Ca peut paraître étrange n'est-ce pas? Que ferait un androïde aussi perfectionné, abouti en terme de plastique et de communication, dans une maison comme celle-ci? Et bien, j'assiste le couple dont l'homme m'a construit dans l'éducation de leur trois enfants : Anya, Arthur et Gabriel.
Oui, je suis un robot baby-sitter, pratiquement l'équivalent de leur grand frère, si ce n'est que je n'éprouve pas de sentiments contrairement à eux. Ma plastique fait bien illusion pourtant, j'ai un panel d'expression extrêmement large qui va du sourire timide à la rougeur, du froncement de sourcils mécontent aux traits déformés par la rage. C'est probablement pour cela qu' Anya m'a dit que j'étais, je cite "Le plus compréhensif de toute la famille et que nous nous marierons plus tard", mais ce qu'elle qualifie de "compréhension" n'est chez moi qu'un phénomène d'analyse très poussé. Ainsi, quand elle est triste, je sais quelles phrases seront interprétées négativement et feront empirer son état et tout cela grâce à mes caméras oculaires qui remarquent le moindre petit tressaillement de la lèvre inférieure ou une augmentation anormale du niveau d'humidité des yeux. Il en va de même pour Arthur et Gabriel, je connais leur "code" physique, même si je ne comprends rien à leurs émotions.

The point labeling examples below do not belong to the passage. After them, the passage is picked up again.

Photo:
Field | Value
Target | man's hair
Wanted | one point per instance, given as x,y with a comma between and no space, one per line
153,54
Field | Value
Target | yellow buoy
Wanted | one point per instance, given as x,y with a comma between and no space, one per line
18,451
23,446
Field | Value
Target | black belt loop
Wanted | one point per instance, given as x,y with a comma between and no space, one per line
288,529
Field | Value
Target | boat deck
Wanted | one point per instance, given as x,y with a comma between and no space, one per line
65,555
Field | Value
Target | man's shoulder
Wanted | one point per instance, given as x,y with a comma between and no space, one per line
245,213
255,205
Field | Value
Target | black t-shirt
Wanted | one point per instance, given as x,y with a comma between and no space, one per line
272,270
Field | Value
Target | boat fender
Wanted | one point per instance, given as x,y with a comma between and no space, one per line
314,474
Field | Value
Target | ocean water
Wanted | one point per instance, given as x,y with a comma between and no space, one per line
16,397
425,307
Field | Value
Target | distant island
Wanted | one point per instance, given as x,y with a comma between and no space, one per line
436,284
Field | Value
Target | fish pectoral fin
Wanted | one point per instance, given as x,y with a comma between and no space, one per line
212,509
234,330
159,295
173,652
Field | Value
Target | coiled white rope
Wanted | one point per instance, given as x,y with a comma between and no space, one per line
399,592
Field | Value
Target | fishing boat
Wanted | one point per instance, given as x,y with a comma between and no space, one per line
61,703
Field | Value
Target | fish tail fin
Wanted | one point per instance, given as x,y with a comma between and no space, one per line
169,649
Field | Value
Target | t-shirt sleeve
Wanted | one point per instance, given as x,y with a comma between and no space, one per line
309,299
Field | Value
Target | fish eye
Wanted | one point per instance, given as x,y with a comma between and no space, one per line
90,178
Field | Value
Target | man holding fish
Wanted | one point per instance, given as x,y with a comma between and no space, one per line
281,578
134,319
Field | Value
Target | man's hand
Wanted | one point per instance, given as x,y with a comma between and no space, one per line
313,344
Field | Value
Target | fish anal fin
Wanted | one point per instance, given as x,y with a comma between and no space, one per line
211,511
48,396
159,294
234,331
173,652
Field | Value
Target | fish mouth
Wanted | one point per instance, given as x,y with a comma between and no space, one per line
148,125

Cela n'a pas été facile au départ, bien-sûr. Je n'avais pas encore les données nécessaires pour formuler une réponse adaptée à leur comportement, ce qui déclenchait souvent la tristesse citée-plus haut ou de la colère. Mais après avoir observé le comportement de leurs parents et amis pendant plusieurs années, j'ai fini par assimiler la complexité des schéma action-réponse ainsi que les cas où ils s'appliquent. Ainsi, si Arthur arrive en pleurant dans ma salle de chargement au milieu de la nuit, il faudra que je lui caresse la tête pour le rassurer et lui dire que ce qu'il a vu n'était qu'un cauchemar, qu'il peut rester avec moi s'il a peur. Voilà à quoi je sers. J'ai évidemment fait quelques erreurs, surtout au début. Gabriel avait 6 ans à cette époque et venait lui aussi de faire un cauchemar, ce qui l'avait plongé dans un état de panique. J'ai tenté de lui expliquer de manière logique que ce n'était qu'un phénomène naturel dans l'assimilation des données par son cerveau mais le petit avait pleuré de plus belle car je ne manifestais aucune empathie ou signe rassurant. J'avais décodé un phénomène important ce jour-là: chaque humain a un mode fonctionnement différent, et ce mode varie avec l'âge; les enfants sont plus dans l'affectif - qui m'est une notion difficile car je n'éprouve rien- alors que les adultes sont plus dans une sphère qui m'est connue, le raisonnement, la logique pure et dure.
En parlant de logique et de données, les parents des trois petits ont insisté pour que j'aille à l'école et noue des contacts avec des humains qui correspondaient à la tranche d'âge que je suis censé avoir. Parce que oui, le fait que je sois un robot n'est connu que d'eux enfin de l'homme tout du moins. L'école m'a été très utile dans la mesure où elle m'a offert des panels de situations extrêmement différentes avec la fréquence d'apparition des réactions humaines standards. J'ai compris avec difficulté que si un garçon m' assénait un coup dans ce qui correspond à un tibia, je devais manifester une réaction hostile et lui rendre la pareille ou l'immobiliser si son langage corporel traduisait une envie de recommencer. Et que si une fille venait me voir en souriant et que ses joues étaient anormalement rouges, c'était probablement parce qu'elle apprécie ma compagnie, voir plus. Mais encore une fois, fournir une réponse correcte à cette action est très fastidieux puisque je n'ai pas les capteurs nécessaires dans mon processeur pour ressentir comme un humain.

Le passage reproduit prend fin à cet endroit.